The Panthers disappointed in 2016 after a phenomenal 2015 season. What caused their shocking drop-off?
In 2015, the Carolina Panthers seemed unstoppable. They went 15-1 behind eventual MVP award winner Cam Newton; they had the league’s best offense, turnover differential, and point differential; and they were having an incredible season on their way to their second Super Bowl in the franchise’s 22-year history.
However, since a sobering loss to the Denver Broncos in Super Bowl 50, the Panthers have never looked the same.
They finished the 2016 season dead last in the NFC South for the first time in the Newton era, with a 6-10 record. Recording nine fewer wins than in 2015, the Panthers tied for the second largest single-season decline in NFL history.
So, how did the Panthers go from Super Bowl favorites to last in their division in less than a year?
One major reason was letting First Team All-Pro cornerback Josh Norman walk during free agency. In a shocking series of events, the Panthers rescinded Norman’s franchise tag, effectively making him an unrestricted free agent. Just two days later, Norman signed a monstrous contract with the Redskins.
With Norman’s departure, as well as the retirement of fellow cornerback Charles “Peanut” Tillman, the Panthers were left with a severe lack of experience in the secondary. Matters were only made worse when cornerback Bené Benwikere allowed Julio Jones an extraordinary performance in a Week 4 matchup.

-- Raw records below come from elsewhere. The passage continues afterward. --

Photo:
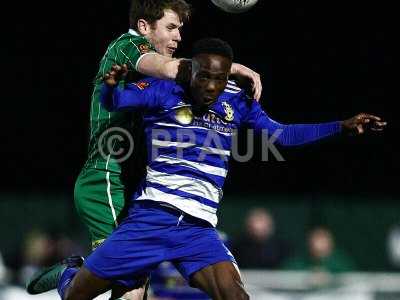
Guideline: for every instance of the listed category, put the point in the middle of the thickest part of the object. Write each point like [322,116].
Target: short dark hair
[213,46]
[153,10]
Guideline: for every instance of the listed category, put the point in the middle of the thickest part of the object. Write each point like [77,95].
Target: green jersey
[108,129]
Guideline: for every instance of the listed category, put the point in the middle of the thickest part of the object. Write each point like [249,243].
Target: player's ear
[143,27]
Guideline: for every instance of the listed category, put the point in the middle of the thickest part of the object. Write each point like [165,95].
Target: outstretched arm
[134,96]
[298,134]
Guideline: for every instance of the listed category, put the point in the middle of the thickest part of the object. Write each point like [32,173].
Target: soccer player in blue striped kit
[172,215]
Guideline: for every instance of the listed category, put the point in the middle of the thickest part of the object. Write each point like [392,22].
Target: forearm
[299,134]
[159,66]
[114,98]
[107,97]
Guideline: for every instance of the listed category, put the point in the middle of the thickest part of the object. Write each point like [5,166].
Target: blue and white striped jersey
[187,154]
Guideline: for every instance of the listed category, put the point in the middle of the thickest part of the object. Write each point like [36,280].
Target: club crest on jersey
[228,111]
[141,85]
[184,115]
[144,48]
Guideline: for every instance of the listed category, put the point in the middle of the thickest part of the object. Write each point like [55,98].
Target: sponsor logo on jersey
[184,115]
[144,48]
[228,111]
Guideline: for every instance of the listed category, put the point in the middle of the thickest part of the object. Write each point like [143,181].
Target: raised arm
[159,66]
[141,95]
[298,134]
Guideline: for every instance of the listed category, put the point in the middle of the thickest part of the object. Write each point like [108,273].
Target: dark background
[318,63]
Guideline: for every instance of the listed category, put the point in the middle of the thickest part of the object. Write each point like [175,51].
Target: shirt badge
[228,111]
[184,115]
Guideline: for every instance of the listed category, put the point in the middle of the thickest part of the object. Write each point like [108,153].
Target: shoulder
[136,43]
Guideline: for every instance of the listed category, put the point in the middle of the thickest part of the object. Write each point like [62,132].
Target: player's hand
[254,77]
[363,122]
[115,74]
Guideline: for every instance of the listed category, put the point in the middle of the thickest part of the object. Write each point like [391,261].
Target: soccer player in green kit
[100,188]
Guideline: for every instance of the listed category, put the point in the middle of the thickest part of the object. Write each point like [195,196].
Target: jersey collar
[133,32]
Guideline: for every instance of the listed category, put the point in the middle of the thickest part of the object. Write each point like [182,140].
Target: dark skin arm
[356,125]
[361,123]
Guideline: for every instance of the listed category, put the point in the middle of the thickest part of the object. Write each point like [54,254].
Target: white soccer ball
[234,6]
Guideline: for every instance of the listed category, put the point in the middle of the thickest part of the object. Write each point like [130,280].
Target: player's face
[165,34]
[209,77]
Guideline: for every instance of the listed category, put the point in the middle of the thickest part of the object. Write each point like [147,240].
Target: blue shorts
[151,234]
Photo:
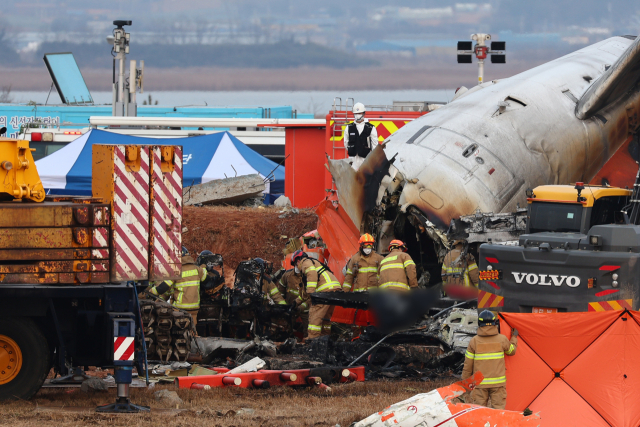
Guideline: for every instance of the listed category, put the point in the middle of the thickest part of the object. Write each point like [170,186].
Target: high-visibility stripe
[394,285]
[496,380]
[330,285]
[395,265]
[187,306]
[189,273]
[489,356]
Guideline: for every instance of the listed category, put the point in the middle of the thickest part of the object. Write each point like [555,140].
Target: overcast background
[328,44]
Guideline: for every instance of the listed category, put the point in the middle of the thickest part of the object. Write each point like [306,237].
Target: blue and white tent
[205,158]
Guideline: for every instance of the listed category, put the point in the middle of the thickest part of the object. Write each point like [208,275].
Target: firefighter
[360,137]
[485,353]
[362,268]
[397,270]
[318,278]
[295,295]
[459,268]
[184,292]
[269,289]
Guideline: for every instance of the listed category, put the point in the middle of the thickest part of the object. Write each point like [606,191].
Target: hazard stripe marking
[123,348]
[131,211]
[615,305]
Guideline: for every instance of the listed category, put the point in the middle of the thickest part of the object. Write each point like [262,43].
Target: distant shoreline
[436,76]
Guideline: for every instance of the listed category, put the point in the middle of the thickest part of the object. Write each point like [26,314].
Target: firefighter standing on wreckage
[397,270]
[360,137]
[485,354]
[184,292]
[362,269]
[318,278]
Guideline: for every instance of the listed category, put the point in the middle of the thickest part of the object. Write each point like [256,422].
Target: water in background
[318,103]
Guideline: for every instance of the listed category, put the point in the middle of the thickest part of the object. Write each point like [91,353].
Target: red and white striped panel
[123,348]
[100,253]
[166,217]
[130,248]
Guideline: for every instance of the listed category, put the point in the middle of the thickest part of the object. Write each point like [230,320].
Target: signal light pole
[481,51]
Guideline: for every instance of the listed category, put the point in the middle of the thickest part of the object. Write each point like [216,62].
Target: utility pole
[481,51]
[123,92]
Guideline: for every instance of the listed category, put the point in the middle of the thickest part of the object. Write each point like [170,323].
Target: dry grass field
[278,406]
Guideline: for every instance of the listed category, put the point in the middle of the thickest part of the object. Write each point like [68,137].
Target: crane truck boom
[68,264]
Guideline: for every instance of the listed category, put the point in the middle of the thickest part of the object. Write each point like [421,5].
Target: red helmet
[366,239]
[397,244]
[297,256]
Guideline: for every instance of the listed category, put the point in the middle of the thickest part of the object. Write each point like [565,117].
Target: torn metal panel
[480,227]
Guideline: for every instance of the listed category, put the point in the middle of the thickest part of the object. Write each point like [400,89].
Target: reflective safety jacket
[362,272]
[397,272]
[269,288]
[185,292]
[295,294]
[457,270]
[485,353]
[318,278]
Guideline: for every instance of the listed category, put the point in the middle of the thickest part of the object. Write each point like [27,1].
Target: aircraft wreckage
[557,123]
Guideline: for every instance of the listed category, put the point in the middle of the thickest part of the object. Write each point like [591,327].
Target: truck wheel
[24,358]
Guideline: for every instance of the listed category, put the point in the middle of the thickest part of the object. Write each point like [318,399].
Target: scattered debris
[93,385]
[168,398]
[229,190]
[282,202]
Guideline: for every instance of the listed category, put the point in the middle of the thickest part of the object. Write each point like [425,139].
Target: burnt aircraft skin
[557,123]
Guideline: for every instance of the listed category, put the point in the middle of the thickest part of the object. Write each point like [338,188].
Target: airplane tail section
[615,82]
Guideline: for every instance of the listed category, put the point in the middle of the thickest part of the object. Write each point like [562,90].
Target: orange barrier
[579,369]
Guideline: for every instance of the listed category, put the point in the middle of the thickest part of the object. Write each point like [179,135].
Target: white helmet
[358,108]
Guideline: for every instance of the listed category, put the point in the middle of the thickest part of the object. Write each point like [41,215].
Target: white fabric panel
[222,161]
[54,168]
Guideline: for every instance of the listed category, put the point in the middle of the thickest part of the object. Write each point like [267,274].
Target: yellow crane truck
[68,264]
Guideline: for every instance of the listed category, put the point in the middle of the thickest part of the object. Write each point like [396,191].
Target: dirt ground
[238,233]
[278,406]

The Falcons’ star receiver tallied the sixth most receiving yards ever by a player in a single game (300). The Panthers were forced to release Benwikere, effectively leaving the starting cornerback roles to a pair of rookies.
As a result, the Panthers allowed the fourth most passing yards in the league in 2016 and ranked 26th in the league in points against. According to Pro Football Focus, the Panthers had the 27th ranked secondary in the league after this season, as opposed to the 10th best after 2015.
On the other side of the ball, injuries hampered the performance of the offensive line. Pro Bowl center Ryan Kalil played a few weeks through a shoulder injury until he was finally placed on injured reserve after Week 11. Backup Gino Gradkowski filled in but was also injured, forcing practice squad member Tyler Larsen into the starting role.
Following a concussion to starting left tackle Michael Oher, the team was forced to shift personnel. Right tackle Mike Remmers was moved to left tackle, where he simply could not handle the rigors of the position. Then, after right tackle Daryl Williams went down with an injury, right guard Trai Turner moved into the tackle position, where he was equally unimpressive.
Throughout the entire season, left guard Andrew Norwell was the only lineman to start every game at his customary position. A lack of depth can be traced back to their draft history. The Panthers have only selected three offensive linemen in the last four years, and none higher than the late third round. As a result, the second-ranked unit in 2015 became a liability in 2016, ranking 17th in the league at the end of the season.
But the main reason Super Bowl 50 was a turning point was quarterback pressure. The Denver Broncos’ defense, particularly linebacker Von Miller, pressured Newton on 44% of his dropbacks. On those pressured plays, Newton’s QBR was just 2.6. Consider this play from the Super Bowl:
The Broncos’ pass rush brought the heat and there was nowhere for Newton to go. Though he’s seen by many as the best rushing quarterback, a majority of his rushing yards come from designed runs as opposed to scrambles when pressured. Other teams, like the Saints, watched the Broncos suffocate the Panthers in last year’s Super Bowl and copied their strategy this season:
Some quarterbacks, like Aaron Rodgers, perform exceptionally well under pressure. However, Newton does not. While rushing for a quarterback league-leading 636 yards last year, he could only muster 359 this year as opposing defenses brought more pressure. After SuperCam dominated in 2015, teams exploited his kryptonite in 2016.
Ups and downs are nothing new for the Panthers. Following their 12-4 season in 2013, they finished with just seven wins in 2014, but then bounced back for their stellar 2015 season. FiveThirtyEight still rates them as a good team, even better than some of the playoff teams this season. Though they lost defensive coordinator Sean McDermott to a head coaching gig, they still have one of the best front-seven units in the league. The Panthers have the tools to return to the playoffs — they just need to address their weaknesses this offseason.